Metabolic and glucose homeostasis parameters in db/db mice treated with BIBO3304. Four-week-old leptin receptor-deficient db/db mice were randomized to receive placebo or oral Y1 antagonist BIBO3304 for 6 weeks. (A) Daily food intake of db/db mice treated with placebo or oral BIBO3304 (n = 5–6 per group). (B–C) db/db mice treated with placebo or BIBO3304 were fasted overnight, and intraperitoneal glucose tolerance tests (0.5 g/kg body weight) were performed. Blood glucose levels during the tolerance tests were monitored, and the results are expressed over the time course and as the area under the curve (n = 5–6 per group). (D) Livers and white adipose tissues were isolated from 10-week-old db/db mice treated with placebo or BIBO3304 and Akt activation was determined. Tissues were subjected to SDS-PAGE and Western blot analysis using anti-Akt phosphorylation Ser 473, and β-actin antibodies (n = 5–6).

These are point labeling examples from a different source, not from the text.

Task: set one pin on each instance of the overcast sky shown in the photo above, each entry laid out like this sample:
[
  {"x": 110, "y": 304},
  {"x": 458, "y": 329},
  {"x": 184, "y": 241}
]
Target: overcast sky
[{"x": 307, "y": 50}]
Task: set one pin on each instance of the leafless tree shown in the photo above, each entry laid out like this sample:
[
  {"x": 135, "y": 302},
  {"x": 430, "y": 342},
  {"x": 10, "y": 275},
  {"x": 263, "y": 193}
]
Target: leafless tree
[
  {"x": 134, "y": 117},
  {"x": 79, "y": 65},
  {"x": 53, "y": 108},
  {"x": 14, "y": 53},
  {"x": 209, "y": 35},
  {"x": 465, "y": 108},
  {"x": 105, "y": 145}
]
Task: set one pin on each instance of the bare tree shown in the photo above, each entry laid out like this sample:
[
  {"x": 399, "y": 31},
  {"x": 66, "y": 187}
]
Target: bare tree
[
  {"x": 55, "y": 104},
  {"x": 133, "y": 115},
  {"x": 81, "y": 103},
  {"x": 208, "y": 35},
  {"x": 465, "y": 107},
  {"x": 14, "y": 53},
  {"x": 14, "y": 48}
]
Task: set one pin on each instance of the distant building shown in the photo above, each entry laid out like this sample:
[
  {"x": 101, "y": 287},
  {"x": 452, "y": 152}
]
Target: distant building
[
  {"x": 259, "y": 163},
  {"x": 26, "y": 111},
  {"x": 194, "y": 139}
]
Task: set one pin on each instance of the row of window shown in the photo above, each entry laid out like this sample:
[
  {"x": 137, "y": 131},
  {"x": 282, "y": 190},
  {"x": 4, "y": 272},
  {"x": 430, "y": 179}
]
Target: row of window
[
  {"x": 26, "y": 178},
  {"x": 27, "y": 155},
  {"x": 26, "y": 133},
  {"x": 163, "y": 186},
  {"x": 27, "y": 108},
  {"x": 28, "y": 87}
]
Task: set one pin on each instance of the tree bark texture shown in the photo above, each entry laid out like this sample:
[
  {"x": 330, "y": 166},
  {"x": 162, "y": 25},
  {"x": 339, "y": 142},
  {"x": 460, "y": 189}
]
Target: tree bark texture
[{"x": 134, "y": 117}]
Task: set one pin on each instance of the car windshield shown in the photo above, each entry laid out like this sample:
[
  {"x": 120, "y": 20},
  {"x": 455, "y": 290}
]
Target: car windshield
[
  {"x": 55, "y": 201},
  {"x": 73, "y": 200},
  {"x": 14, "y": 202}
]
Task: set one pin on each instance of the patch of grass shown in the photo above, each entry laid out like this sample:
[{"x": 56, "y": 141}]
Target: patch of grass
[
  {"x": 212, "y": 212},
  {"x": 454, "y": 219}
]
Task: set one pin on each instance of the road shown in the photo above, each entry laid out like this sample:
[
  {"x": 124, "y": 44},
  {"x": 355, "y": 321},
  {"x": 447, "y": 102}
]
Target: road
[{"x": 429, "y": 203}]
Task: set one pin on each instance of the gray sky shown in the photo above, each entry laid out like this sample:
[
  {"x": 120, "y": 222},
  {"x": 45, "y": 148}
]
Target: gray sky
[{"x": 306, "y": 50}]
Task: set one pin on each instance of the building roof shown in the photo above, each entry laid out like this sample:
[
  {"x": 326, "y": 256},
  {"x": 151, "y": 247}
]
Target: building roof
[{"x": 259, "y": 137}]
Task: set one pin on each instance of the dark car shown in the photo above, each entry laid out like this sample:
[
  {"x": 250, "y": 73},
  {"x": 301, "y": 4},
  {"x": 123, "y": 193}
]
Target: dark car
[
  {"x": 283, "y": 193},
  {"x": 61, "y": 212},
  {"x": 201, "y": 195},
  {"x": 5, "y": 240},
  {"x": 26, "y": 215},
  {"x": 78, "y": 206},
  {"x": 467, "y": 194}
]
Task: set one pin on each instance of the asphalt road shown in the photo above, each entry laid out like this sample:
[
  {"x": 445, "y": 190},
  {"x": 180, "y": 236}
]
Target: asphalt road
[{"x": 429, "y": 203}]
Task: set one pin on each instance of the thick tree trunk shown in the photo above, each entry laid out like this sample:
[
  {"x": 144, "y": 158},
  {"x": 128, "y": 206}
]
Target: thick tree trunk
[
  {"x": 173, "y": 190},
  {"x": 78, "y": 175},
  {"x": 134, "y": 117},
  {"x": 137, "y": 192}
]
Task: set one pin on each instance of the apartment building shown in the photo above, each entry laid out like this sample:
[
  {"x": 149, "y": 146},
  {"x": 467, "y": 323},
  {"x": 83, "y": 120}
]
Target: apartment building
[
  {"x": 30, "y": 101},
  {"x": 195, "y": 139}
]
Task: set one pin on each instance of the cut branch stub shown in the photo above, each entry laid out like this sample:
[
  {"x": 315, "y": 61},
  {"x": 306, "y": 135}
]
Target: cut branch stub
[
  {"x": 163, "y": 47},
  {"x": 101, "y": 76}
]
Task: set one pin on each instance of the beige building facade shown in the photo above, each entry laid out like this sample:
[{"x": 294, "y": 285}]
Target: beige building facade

The results shown are a representative blot and quantitative densitometry analysis. (E–G) Ten-week-old leptin receptor-deficient db/db mice were randomized to receive placebo or oral Y1 antagonist BIBO3304 for 6 weeks. Weekly body weights were determined. Whole-body lean and fat mass was determined by EchoMRI analysis in placebo- or oral BIBO3304-treated db/db mice (n = 5 per group). (H) Dissected weights of individual epididymal (Epi) and inguinal (Ing) white adipose tissue and brown adipose tissue (BAT) (n = 4–5 per group). (I) db/db mice treated with placebo or BIBO3304 were fasted overnight, and intraperitoneal insulin tolerance tests (2.5 i.u./kg body weight) were performed. Blood glucose levels during the tolerance tests were monitored, and the results are expressed over the time course and as area under the curve. (n = 4–6 per group). (J–M) Pancreases from placebo- or BIBO3304-treated mice were weighed and fixed in formalin and processed for immunostaining of insulin (green) and nuclear counterstained with DAPI (blue). Islet number, islet area, and islet proportion were determined across two nonconsecutive pancreatic sections per mouse and normalized to the total pancreatic section area. n = 4–6 per group. Data are expressed as the mean ± SEM. ∗P < 0.05 and ∗∗P < 0.01, calculated by unpaired Student's t-test or two-way ANOVA analysis.